Cette hause s'applique aux locations des terrains nus et des bâtiments d'exploitation agricole. Le loyer de la maison d'habitation évolue quant à lui selon l'indice de référence des loyers publié par l'INSEE.
Le 11 novembre 2010, M. MARTIN, bailleur a perçu un fermage de 1 600 € de M. DUPONT, son fermier.
Le 11 novembre 2011, M. MARTIN facturera à son fermier la somme de 1 600 + 2.92 % = 1 646.72 € à laquelle il déduira le dégrèvement "sécheresse".
Devant l'importance des pertes de récolte dues à la sécheresse, les pouvoirs publics ont accordé un dégrèvement partiel de la taxe foncière sur les propriétés non bâties.
Le dégrèvement a été notifié aux propriétaires. Ceux-ci l'ont soustrait du montant à régler inscrit sur leur appel de taxes foncières ou seront prochainement remboursés du trop payé par l'administration fiscale.
Le bénéficiaire légal du dégrèvement est l'exploitant.

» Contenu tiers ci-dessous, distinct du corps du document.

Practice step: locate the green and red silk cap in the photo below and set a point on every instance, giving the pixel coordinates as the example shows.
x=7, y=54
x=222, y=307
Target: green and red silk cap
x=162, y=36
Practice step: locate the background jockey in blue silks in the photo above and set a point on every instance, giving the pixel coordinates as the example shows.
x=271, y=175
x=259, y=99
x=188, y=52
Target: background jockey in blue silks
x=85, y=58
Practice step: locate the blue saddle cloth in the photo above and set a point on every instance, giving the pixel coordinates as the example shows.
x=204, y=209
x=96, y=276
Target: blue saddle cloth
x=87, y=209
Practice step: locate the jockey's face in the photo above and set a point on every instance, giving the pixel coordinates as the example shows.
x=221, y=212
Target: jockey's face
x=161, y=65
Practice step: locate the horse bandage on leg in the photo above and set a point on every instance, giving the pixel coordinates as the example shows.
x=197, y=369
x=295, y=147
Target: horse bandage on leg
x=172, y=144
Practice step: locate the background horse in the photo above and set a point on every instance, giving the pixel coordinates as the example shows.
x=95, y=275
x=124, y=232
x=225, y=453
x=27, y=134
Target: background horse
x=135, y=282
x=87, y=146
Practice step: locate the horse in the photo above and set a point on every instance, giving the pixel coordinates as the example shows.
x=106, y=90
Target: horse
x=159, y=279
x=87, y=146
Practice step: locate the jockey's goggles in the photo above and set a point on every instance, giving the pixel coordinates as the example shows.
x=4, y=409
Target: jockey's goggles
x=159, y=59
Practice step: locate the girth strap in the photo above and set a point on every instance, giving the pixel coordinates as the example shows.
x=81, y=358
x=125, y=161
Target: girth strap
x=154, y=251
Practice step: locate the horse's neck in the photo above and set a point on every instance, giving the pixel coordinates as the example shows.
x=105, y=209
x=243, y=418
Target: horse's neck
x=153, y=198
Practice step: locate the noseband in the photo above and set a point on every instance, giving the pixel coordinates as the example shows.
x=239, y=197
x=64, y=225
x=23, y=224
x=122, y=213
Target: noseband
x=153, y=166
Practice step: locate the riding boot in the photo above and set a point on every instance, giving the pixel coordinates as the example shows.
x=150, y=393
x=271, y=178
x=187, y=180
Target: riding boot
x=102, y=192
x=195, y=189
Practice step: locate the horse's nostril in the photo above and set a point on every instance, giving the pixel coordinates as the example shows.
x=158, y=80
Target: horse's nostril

En cas de location, le code rural indique "le fermier déduit du montant du fermage à payer, au titre de l'année au cours de laquelle a eu lieu le sinistre, une somme égale à celle représentant le dégrèvement dont a bénéficié le bailleur". Le bailleur fait ainsi office de boîte aux lettres ou intermédiaire entre l'Etat et l'agriculteur.